The average DIF of the exam was 37.5 and the standard deviation was 19.1, which is an acceptable difficulty. Many studies reported an average difficulty index of exams. The current difficulty index is lower than reported in the previous work of Anathakrishnan (39.4 ± 21.4%), Pande et al. (52.53 ± 20.59), and Karelia et al. (47.17 ± 19.79 to 58.8 ± 19.33) [40,41,42].
The current study shows that most exam items were of acceptable difficulty (72.9%). The present findings differ from those reported by Sugianto (2020) for an ideal balanced exam, where the percentages of moderate and difficult items in the exam exceed the recommended rates [19]. The difficulty index of an item is related to the item and student performance in the given time. Many causes can be connected to the item’s difficulty, such as uncovered content material, writing flaws, and a wrong key. Despite the difference in the percentages from the ideal difficulty-balanced exam, the average score (40 out of 59) and the class median (33 out of 59) indicate a good performance from students.
The average discrimination of the exam index was 0.46, and the standard deviation was 0.22, which is considered excellent or very discriminating [43, 44]. The low standard deviation of the discrimination index means that the discrimination powers of the items are related, and since they are in the range of excellent or very discriminating, they are reasonably good. Also, this suggestion is supported by the result that about 69.5% of the exam items were categorized as excellent discriminating, and only 13.6% were not discriminating.
The correlation between DE and DIF (p = 0.000, r= -0.548) indicates that items with efficient distractors (low number of NFD) are associated with those having a low difficulty index (difficult items) and vice versa. The current findings support the previous research on the relationship between DE and DIF. They reported an association between highly efficient items and items with low difficulty index [3, 37, 45, 46]. When all the distractors are functioning, the possibility of eliminating them due to any cause other than knowledge is less. Thus, such items are expected to have acceptable difficulty and good discrimination indexes. Items with a high number of NFDs (low efficiency) can be answered by students more frequently because they can eliminate the NFDs easily. Consequently, such items are expected to be easy rather than difficult items without flaws.
The correlation between DE and DIS is significantly negative (P = 0.0476, r=-0.259). In such a correlation, items with efficient distractors are associated with low-discriminating items. The current findings support the previous studies of Mitra et al. and Bhat et al. [47, 48]. Contrary to the present results, a positive correlation was reported between DE and DIS [42, 49].
Items with a low discrimination index cannot discriminate between high and lower achievers. In such a case, these items are expected to be easy or difficult, or no students answer them. The presence of easy items can be due to mastering the content material of the item, the repeated use of the item, or technical flaws such as a high number of NFDs [15, 22, 26].

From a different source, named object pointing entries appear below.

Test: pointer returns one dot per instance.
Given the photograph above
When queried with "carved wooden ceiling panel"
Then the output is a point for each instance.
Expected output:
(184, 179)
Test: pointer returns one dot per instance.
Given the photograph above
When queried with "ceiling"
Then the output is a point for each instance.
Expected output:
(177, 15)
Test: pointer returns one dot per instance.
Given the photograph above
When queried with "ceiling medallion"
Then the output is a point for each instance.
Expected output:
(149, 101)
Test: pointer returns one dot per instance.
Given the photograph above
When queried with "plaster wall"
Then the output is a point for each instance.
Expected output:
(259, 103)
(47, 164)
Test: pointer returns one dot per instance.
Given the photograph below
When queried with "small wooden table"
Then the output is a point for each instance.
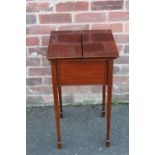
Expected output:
(81, 58)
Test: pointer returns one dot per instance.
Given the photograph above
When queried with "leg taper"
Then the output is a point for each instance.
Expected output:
(56, 106)
(60, 101)
(110, 72)
(103, 100)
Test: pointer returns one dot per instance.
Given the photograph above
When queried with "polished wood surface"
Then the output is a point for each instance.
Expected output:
(82, 44)
(64, 45)
(82, 58)
(99, 44)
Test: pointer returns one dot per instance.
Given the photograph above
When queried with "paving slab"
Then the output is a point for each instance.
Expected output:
(83, 131)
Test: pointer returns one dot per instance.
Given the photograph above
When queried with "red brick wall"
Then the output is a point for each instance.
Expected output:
(46, 15)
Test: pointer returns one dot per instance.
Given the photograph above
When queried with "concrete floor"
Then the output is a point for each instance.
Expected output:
(83, 131)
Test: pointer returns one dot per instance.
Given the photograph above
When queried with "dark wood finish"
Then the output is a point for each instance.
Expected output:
(99, 44)
(103, 100)
(110, 73)
(81, 72)
(56, 106)
(64, 45)
(82, 58)
(60, 101)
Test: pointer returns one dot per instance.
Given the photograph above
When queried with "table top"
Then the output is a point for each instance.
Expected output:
(82, 44)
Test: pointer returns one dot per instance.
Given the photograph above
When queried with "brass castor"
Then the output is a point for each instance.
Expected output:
(107, 143)
(103, 114)
(59, 145)
(61, 115)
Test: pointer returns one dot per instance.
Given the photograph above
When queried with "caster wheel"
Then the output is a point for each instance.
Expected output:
(59, 145)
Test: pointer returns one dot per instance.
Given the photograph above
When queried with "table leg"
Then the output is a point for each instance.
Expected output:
(56, 106)
(110, 74)
(103, 100)
(60, 101)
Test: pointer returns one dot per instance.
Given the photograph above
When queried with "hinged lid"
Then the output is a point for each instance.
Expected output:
(82, 44)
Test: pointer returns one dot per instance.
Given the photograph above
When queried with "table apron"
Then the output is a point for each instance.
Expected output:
(82, 72)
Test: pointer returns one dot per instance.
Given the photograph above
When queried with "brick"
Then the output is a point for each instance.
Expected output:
(120, 84)
(116, 70)
(37, 51)
(126, 49)
(68, 98)
(55, 18)
(32, 41)
(74, 27)
(48, 100)
(45, 62)
(90, 17)
(124, 70)
(119, 98)
(107, 5)
(119, 47)
(45, 40)
(116, 27)
(47, 81)
(122, 60)
(34, 100)
(126, 27)
(72, 6)
(40, 90)
(39, 29)
(127, 5)
(33, 61)
(38, 7)
(39, 71)
(96, 89)
(33, 81)
(31, 19)
(118, 16)
(121, 38)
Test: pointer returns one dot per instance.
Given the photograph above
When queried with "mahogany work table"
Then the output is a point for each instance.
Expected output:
(82, 58)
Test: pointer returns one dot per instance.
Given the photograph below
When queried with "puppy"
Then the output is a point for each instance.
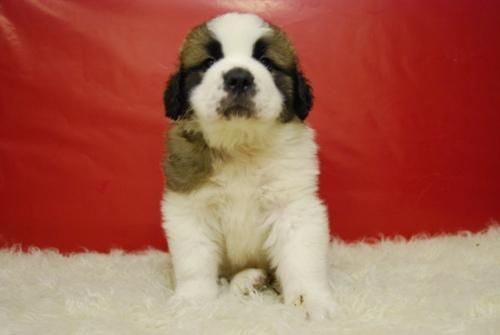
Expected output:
(241, 169)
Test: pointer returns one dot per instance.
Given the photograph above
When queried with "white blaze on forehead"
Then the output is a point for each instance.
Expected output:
(238, 32)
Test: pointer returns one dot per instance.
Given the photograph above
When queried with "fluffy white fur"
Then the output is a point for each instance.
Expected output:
(442, 285)
(260, 208)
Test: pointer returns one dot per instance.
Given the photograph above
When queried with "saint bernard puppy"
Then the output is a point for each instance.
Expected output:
(241, 169)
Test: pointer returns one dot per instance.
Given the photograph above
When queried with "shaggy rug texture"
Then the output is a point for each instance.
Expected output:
(439, 285)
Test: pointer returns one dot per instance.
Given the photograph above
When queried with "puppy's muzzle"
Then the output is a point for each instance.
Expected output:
(238, 81)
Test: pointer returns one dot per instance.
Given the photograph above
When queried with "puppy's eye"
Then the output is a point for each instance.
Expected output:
(268, 63)
(207, 63)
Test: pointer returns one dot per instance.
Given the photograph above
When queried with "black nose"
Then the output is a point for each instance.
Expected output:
(238, 80)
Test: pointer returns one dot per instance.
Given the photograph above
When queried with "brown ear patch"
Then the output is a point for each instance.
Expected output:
(194, 49)
(279, 48)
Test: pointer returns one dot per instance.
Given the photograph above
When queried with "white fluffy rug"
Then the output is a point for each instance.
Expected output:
(441, 285)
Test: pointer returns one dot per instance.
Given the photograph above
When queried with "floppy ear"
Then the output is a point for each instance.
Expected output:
(174, 97)
(303, 96)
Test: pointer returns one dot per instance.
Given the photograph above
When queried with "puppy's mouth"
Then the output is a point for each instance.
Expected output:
(236, 107)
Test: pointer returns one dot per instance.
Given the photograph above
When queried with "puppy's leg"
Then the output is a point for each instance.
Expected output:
(299, 252)
(194, 252)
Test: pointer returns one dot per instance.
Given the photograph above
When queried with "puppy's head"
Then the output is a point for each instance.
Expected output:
(237, 66)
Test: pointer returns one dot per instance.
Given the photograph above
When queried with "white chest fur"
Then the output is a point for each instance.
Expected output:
(242, 203)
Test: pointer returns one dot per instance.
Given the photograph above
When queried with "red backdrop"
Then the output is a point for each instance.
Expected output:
(407, 113)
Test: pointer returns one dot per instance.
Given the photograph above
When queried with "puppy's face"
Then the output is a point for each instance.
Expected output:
(237, 66)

Items with non-functional distractors can be present in any examination [23]. The second step, after defining them in the running examination, remains open and debatable between two options: updating the item distractors for the next use or deleting the item from the current exam. It was reported that items with NFDs should be replaced by more plausible distractors or removed from the test [23, 50]. Kehoe (1995) reported that deleting such items is ethical and justifiable [38]. He asserted that the purpose of the test is to figure out each student’s rank. Using items with unsatisfactory psychometrics goes against this goal, and the accuracy of the ensuing ranking suffers as a result. In the current study, deleting items with three non-functional distractors increased the average DIF from 37.5 ± 19.1 to 38.65 ± 18.07 and the DIS from 0.46 ± 0.22 to 0.47 ± 0.22.
The presence of NFD can be related to decreased training of item constructors, the blueprinting of the exam, and the content material. The selection of distractors is governed by being plausible and conveying a miss concept about correct information. Another issue is the possible number of distractors that can be created or used. Due to the nature of the content material from which the item is being constructed, it is frequently difficult for item constructors to develop three or more plausible distractors with the same quality. In such cases, the additional distractors are often used as fillers [23]. Many researchers reported no difference in the psychometric properties of the exams when using three or five options [23, 51,52,53,54,55]. Thus, reducing the number of distractors can be part of the solution to the NFD issue.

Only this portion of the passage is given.